Je viens d’apprendre qu’il n’est plus de ce monde. Une nouvelle triste pour le peuple sahraoui non seulement parce qu’il a consacré sa vie à la préservation et la diffusion de la culture populaire en tant qu’élément de l’identité nationale qui nous distingue des peuples voisins, mais aussi un militant qui a connu les prisons et la torture marocaines les plus atroces. En vue de lui faire parler, les marocains torturaient sa fille sans pitié.
En 1987, Sidati se rendait parfois à la ville de Las Palmas où il retrouvait Ualina Chej Lekbir, responsable de la diaspora sahraouie dans la capitale canarienne. Il lui transmettait des précieuses informations sur l’occupation marocaine et ses pratiques de répression. Le Sahara Occidental se préparait à accueillir une mission onusienne dans le cadre du processus de paix qui aboutira à un cessez-le-feu le 6 septembre 1991. Le jour de son arrivée, Sidati venait d’arriver de Las Palmas avec des brochures et des drapeaux de la RASD qui seront brandis devant la mission onusienne. Ils se sont réunis le long de l’autoroute qui mène de l’aéroport vers la ville. Ils ne s’attendaient pas à ce que les marocains fasse recours à une vieille ruse que le Makhzen utilisait lorsque le roi Hassan II avait l’intention de se déplacer entre les villes marocaines.
Les autorités marocaines ont préparé un faux convoi diplomatique. En voyant les limousines arriver, Sidati et les siens ont pensé que c’était le cortège de la mission onusienne et ils ont sorti leurs drapeaux et leurs tracts. C’était le moment attendu par les forces de police. Sidati et des centaines de jeunes ont été emprisonnés et torturés.

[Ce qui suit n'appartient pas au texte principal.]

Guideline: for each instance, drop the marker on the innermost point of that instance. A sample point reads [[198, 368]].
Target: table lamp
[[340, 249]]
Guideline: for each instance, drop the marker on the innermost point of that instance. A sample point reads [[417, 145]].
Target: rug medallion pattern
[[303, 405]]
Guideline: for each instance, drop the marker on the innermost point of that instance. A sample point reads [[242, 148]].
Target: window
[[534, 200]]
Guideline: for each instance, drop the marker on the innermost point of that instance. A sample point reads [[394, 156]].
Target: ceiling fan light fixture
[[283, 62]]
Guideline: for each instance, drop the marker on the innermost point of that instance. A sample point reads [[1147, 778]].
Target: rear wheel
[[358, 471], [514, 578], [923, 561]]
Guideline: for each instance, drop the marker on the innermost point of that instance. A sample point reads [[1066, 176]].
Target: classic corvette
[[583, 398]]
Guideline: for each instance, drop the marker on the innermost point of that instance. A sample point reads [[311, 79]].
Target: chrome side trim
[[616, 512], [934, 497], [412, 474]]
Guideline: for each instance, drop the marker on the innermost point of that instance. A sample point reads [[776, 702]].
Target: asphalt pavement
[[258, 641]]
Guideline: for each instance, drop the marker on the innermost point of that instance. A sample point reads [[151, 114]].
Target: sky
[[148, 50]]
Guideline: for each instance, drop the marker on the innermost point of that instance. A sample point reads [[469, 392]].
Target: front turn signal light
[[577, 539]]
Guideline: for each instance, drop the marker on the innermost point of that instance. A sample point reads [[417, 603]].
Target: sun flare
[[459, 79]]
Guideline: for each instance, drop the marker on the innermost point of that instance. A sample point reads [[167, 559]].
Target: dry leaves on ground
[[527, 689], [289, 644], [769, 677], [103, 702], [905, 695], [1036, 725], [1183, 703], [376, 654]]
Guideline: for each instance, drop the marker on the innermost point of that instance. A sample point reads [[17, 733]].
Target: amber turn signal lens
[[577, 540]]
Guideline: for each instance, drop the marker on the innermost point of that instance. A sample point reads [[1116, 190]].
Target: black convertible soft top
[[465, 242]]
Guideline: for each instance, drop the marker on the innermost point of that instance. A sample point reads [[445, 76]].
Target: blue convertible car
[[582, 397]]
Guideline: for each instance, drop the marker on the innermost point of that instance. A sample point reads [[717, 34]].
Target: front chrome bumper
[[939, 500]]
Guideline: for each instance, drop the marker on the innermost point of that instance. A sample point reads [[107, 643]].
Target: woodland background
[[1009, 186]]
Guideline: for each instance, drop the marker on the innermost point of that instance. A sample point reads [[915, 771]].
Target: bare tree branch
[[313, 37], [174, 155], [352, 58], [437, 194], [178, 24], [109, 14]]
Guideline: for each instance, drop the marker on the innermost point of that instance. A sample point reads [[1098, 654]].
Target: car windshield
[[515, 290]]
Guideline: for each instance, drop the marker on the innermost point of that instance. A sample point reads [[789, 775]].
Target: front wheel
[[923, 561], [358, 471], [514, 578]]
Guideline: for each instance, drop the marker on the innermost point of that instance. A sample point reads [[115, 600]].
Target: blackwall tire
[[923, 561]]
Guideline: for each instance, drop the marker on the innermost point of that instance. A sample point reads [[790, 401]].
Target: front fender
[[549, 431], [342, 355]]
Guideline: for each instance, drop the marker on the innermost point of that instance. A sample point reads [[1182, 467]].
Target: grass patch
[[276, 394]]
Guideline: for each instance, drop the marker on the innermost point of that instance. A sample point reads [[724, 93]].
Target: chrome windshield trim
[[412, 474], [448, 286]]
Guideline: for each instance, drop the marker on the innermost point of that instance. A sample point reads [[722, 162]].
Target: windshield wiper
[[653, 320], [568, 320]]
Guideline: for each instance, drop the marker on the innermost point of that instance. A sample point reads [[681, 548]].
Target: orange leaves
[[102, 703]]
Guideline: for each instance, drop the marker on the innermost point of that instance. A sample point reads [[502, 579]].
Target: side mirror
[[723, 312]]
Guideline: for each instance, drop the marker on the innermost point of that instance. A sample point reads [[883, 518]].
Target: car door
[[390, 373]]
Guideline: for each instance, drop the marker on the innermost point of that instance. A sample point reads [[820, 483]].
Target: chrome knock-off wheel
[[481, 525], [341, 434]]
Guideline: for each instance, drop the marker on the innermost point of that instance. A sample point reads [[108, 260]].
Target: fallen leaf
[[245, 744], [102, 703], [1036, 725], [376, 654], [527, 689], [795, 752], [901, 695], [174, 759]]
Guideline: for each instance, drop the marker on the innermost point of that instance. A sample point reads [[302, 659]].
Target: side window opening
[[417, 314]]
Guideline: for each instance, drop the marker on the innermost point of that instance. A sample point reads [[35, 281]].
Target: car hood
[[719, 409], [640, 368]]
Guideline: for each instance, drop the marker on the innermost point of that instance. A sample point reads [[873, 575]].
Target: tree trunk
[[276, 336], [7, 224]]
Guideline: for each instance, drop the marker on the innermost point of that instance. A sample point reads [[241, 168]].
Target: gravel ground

On raconte qu’en dépit de sa cécité, Sidati a appris à démonter et à réparer le magnétophone qu’il portait lors de ses randonnées à travers le désert du Sahara dit Espagnol en quête de comptes et de fables pour son programme.
Aujourd’hui, il n’est plus, mais sa place a été forgée dans la mémoire de chacun des sahraouis par son intégrité, sa sagesse et son travail infatigable en vue de sauvegarder le patrimoine culturel sahraoui que l’occupation marocaine tente d’effacer.